Entre les ETI qui perçoivent partiellement les risques, les PME en mode survie et les grands groupes contraints par les logiques financières court-termistes, chacun acquiert une conscience floue de l’urgence du projet et des moyens à mettre en œuvre. Les investissements se font de manière progressive, et sans innovation radicale dans les modèles d’affaires ni modification structurelle profonde et massive de la culture managériale.
Ces changements sont les plus difficiles à opérer dans des entreprises où les dirigeants ont pour la plupart été formés au XXème siècle, dans un monde où la hiérarchie, les diplômes et le niveau de formation suffisaient à justifier le commandement. Les entreprises qui veulent se transformer doivent pourtant favoriser la transversalité, l’horizontalité et l’autonomie. Cette démarche peut se traduire par la réduction des niveaux hiérarchiques, par la valorisation des profils qui ont une culture d’échange et par l’intégration des nouvelles générations. L’intelligence collective, la diversité et la multidisciplinarité doivent aussi permettre l’émergence d’une culture de l’innovation.
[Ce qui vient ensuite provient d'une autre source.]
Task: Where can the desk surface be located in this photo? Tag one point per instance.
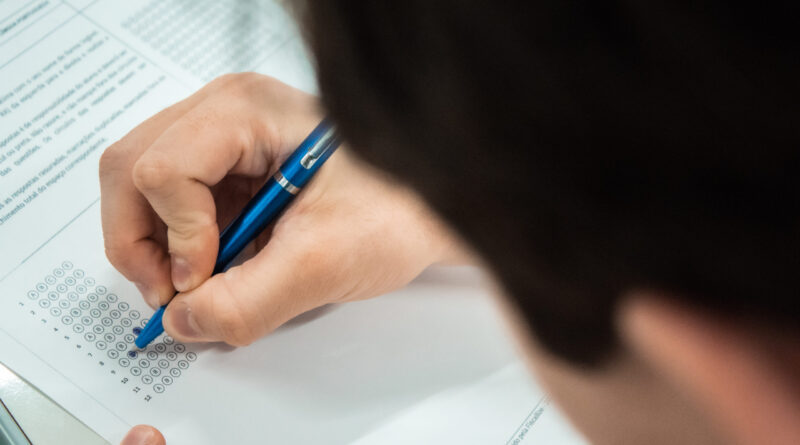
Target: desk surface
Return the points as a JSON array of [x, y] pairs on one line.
[[44, 422]]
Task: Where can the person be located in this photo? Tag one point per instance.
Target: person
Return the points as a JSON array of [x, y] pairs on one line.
[[626, 171]]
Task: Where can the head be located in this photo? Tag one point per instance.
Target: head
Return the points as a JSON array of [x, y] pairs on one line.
[[628, 172]]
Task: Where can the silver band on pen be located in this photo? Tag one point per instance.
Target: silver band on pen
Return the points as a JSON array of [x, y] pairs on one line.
[[283, 182]]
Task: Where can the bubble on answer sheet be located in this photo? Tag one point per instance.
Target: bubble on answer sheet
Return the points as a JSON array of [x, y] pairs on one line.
[[69, 302]]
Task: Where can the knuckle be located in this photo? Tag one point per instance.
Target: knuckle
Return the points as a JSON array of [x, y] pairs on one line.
[[151, 172], [111, 160], [189, 226]]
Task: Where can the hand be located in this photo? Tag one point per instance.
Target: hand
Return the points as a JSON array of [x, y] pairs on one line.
[[143, 435], [170, 184]]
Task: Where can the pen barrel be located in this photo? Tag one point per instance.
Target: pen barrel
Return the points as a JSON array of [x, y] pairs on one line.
[[263, 209]]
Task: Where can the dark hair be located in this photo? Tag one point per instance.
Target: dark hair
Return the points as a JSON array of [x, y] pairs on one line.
[[586, 148]]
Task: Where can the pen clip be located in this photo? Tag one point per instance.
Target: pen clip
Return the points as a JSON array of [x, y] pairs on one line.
[[323, 144]]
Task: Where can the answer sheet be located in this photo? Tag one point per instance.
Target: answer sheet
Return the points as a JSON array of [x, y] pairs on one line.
[[431, 363]]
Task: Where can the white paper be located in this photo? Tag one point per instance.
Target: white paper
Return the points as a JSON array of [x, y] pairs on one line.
[[430, 359]]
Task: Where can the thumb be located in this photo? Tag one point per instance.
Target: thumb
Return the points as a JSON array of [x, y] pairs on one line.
[[248, 301]]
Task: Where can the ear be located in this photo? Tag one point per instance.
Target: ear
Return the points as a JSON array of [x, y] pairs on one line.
[[744, 377]]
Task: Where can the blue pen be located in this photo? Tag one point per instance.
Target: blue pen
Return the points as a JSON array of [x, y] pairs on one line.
[[263, 209]]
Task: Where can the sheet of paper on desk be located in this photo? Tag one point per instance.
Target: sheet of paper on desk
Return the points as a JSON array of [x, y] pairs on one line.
[[430, 363]]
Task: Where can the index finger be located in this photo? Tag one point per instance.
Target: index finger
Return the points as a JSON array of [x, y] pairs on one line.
[[130, 228]]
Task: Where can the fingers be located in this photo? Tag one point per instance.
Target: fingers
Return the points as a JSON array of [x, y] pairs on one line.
[[143, 435], [175, 173], [251, 300], [129, 225]]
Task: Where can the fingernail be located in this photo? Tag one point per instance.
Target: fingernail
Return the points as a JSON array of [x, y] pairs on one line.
[[180, 273], [140, 435], [182, 321], [150, 297]]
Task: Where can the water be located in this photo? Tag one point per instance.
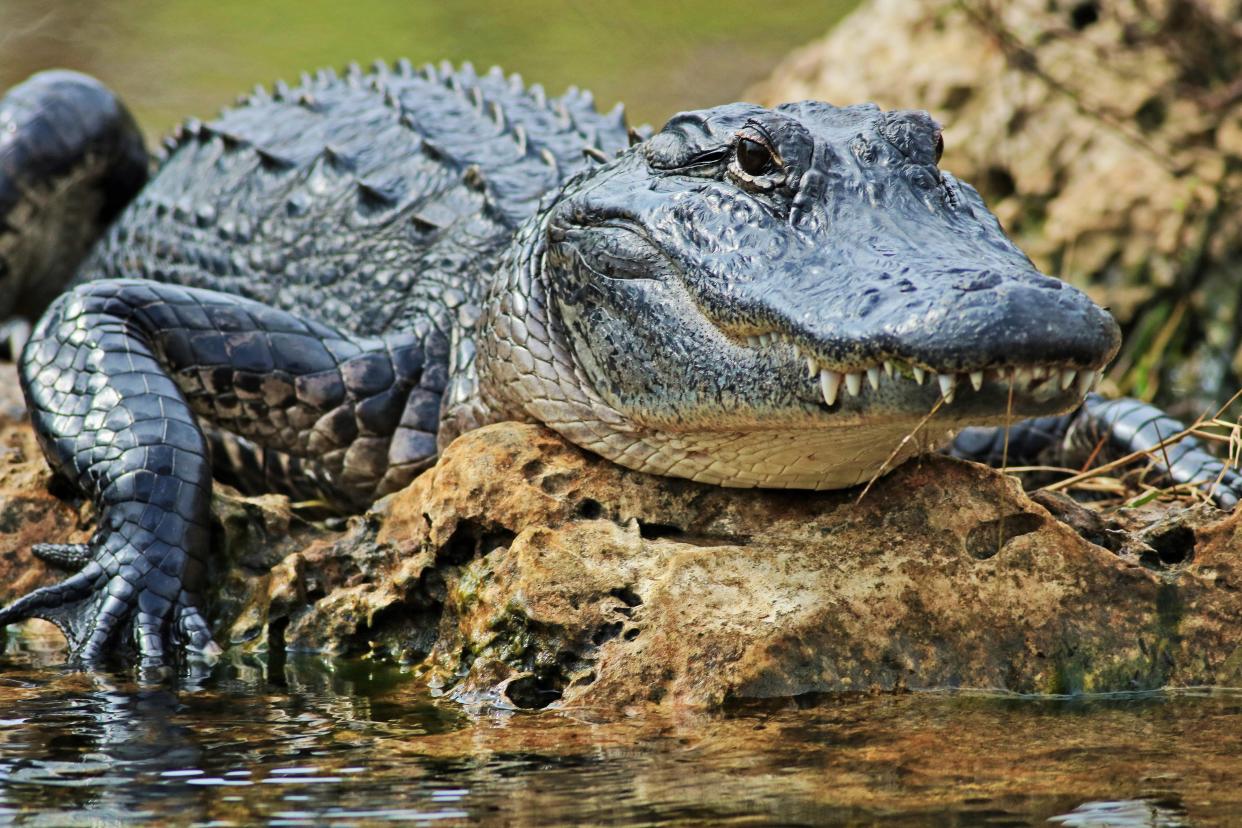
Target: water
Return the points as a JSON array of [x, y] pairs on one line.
[[357, 742]]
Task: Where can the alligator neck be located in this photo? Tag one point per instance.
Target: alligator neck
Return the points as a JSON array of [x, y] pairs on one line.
[[523, 368]]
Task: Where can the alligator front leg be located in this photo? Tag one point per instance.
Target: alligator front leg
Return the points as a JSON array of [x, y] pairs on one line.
[[1117, 428], [117, 374]]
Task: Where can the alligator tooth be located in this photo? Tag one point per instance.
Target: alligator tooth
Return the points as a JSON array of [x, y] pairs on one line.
[[830, 382], [853, 382], [948, 384], [1086, 379]]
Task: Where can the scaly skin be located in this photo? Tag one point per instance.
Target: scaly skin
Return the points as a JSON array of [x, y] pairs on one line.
[[328, 283]]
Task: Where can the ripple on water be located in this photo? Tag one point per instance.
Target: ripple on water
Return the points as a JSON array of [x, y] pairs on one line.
[[326, 742]]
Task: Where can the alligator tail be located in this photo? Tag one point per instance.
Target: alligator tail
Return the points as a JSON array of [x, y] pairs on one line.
[[71, 158]]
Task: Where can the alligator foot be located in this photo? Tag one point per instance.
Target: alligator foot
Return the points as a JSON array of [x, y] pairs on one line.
[[1107, 430], [1134, 426], [128, 589]]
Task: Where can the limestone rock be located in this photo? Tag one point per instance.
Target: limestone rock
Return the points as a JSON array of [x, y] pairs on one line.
[[1106, 135], [522, 571]]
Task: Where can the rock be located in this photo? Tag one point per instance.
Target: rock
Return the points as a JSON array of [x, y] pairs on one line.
[[522, 571], [1106, 135]]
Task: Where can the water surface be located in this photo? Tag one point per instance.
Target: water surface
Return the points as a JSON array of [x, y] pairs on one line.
[[357, 742]]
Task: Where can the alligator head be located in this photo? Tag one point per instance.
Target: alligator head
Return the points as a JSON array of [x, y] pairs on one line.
[[778, 297]]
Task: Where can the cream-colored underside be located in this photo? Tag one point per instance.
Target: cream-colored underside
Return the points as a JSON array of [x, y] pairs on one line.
[[826, 458]]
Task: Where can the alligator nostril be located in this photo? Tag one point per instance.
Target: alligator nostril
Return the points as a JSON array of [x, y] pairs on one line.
[[979, 281]]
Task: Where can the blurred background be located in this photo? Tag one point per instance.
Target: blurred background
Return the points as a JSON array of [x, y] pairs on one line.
[[172, 58], [1106, 134]]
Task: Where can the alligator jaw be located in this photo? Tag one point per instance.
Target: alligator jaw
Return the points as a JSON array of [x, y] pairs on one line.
[[836, 382]]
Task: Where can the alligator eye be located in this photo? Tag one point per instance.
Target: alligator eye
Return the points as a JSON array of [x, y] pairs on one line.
[[754, 158]]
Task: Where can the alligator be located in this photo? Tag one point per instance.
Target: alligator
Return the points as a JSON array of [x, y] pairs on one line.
[[317, 291]]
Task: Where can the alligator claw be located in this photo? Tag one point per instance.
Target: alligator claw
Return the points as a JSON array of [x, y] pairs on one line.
[[108, 603], [70, 558]]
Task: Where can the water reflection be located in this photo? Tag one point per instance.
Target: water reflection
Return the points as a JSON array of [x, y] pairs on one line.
[[357, 742]]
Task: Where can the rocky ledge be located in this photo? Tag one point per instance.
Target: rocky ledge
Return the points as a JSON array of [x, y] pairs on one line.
[[523, 571]]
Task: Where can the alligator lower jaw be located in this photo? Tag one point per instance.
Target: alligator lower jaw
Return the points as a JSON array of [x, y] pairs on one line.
[[1025, 382]]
Mais le changement le plus difficile à appréhender est le processus nécessaire de transformation de l’entreprise en plateforme. Les entreprises doivent en effet devenir un « trait d’union entre data et multitude ». Elles doivent massifier les processus et fluidifier la circulation de données pour créer plus de valeur. En mettant les API au cœur de leurs stratégies elles doivent devenir des plateformes d’intelligence collective. Cette mutation doit leur permettre de multiplier les interactions avec les clients et mesurer leur feedback en temps réel pour proposer des services personnalisés à forte valeur.
Que font les entreprises qui semblent réussir leur transformations ?
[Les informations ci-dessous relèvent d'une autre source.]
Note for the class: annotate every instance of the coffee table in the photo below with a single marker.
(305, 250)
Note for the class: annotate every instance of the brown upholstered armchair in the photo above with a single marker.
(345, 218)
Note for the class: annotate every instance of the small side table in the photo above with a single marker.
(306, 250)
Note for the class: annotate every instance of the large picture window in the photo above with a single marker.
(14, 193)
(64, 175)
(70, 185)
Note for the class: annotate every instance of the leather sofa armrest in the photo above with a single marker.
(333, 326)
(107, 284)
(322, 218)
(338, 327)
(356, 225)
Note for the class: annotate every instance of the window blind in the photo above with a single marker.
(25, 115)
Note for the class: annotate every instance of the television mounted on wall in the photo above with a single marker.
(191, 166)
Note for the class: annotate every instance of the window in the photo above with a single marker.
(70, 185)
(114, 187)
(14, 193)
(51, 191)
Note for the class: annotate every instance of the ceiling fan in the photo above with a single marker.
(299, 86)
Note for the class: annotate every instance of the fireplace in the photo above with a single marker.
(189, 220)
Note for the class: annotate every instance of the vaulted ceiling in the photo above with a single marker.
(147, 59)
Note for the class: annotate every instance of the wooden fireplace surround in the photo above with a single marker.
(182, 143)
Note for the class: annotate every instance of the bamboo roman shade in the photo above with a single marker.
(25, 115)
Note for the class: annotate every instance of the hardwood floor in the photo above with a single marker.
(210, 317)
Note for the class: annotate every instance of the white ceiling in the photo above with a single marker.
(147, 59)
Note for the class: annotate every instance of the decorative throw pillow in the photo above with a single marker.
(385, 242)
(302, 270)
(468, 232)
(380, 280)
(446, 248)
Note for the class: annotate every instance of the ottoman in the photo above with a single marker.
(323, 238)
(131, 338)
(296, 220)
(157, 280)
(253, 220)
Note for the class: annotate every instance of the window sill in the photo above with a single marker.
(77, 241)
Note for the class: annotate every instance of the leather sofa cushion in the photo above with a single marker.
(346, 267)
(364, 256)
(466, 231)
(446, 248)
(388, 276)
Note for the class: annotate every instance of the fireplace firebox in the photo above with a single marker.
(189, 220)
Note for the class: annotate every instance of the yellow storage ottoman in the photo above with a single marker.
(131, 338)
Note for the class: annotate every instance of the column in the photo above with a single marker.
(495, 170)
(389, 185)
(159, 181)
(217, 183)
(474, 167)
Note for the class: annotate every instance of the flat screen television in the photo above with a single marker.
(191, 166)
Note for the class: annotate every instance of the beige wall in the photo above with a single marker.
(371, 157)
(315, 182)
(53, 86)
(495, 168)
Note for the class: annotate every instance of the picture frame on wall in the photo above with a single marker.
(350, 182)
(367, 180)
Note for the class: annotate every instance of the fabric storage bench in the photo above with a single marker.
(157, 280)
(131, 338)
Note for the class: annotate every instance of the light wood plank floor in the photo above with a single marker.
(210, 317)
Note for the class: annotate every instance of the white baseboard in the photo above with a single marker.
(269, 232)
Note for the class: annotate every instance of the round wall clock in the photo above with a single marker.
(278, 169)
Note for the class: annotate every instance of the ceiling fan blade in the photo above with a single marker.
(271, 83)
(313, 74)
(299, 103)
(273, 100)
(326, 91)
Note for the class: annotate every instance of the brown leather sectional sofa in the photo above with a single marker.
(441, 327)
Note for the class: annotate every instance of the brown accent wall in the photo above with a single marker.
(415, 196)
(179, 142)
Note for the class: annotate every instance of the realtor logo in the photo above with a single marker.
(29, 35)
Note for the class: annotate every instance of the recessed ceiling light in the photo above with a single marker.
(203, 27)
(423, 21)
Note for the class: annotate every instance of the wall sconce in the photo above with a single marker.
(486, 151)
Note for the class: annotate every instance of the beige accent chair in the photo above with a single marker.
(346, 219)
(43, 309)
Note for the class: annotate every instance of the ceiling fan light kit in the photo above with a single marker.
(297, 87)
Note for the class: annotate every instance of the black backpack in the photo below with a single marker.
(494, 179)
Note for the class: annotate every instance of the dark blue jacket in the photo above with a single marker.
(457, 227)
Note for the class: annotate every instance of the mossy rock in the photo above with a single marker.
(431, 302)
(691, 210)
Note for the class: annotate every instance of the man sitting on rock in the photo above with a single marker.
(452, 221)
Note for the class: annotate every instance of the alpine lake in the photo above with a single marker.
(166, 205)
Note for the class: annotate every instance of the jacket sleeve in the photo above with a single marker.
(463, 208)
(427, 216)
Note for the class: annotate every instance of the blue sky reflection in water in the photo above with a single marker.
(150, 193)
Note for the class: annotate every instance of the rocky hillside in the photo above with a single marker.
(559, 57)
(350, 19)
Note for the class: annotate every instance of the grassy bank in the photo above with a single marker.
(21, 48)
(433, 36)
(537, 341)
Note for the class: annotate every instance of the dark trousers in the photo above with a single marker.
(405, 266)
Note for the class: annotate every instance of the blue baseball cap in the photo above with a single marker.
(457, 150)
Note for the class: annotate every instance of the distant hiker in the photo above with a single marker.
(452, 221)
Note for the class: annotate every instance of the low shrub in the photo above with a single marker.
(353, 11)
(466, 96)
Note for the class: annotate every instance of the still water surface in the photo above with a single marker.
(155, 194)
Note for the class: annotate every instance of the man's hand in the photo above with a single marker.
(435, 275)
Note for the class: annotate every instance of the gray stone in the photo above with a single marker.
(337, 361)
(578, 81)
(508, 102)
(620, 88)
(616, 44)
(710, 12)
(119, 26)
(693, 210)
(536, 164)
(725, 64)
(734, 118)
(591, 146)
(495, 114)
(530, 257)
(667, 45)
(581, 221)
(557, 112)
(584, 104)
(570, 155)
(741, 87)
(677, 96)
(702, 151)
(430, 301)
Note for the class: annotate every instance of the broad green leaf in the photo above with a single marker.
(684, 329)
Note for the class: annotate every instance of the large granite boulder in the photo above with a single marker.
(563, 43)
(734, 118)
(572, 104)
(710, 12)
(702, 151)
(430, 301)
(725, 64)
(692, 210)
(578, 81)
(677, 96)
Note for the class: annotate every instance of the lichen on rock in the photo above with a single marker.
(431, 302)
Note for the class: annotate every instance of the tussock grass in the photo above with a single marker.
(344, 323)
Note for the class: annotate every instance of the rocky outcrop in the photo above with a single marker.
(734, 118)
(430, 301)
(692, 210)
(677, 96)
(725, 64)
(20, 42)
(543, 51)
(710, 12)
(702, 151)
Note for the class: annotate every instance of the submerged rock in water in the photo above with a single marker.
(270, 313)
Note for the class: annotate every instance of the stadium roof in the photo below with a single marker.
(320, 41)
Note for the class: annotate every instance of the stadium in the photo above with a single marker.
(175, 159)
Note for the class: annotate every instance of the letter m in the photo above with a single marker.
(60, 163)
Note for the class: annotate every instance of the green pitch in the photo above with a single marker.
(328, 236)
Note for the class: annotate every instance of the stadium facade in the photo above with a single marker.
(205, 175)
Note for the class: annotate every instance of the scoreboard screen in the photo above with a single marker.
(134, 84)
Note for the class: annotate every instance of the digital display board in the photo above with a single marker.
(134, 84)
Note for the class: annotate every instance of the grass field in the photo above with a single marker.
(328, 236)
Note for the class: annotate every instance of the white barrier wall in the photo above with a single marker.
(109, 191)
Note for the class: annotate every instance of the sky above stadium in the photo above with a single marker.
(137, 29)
– Elles modifient la culture managériale de manière volontariste grâce notamment à des plans de formation ambitieux ;
– Elles organisent la compatibilité des échelles de temps entre le long terme nécessaire pour modifier les héritages culturel et informatique, et le court terme pour délivrer des preuves concrètes de transformation.
– Elles créent de la valeur grâce à leurs stratégies de plateforme qui ont permis de multiplier les interactions avec la multitude et les touchpoints avec leurs clients en particulier.
Mais la transformation digitale demande aussi beaucoup de méthode et de préparation : audit de l’ensemble des processus, création d’indicateurs pour orienter les arbitrages, création de laboratoires indépendants, création d’une équipe digitale transversale et, éventuellement, recrutement d’un Chief Digital Officer.
Aucune entreprise ne peut se permette de sous-estimer l’impact de la transformation et l’ampleur des changements organisationnels et culturels à mettre en œuvre pour « rester dans la course ».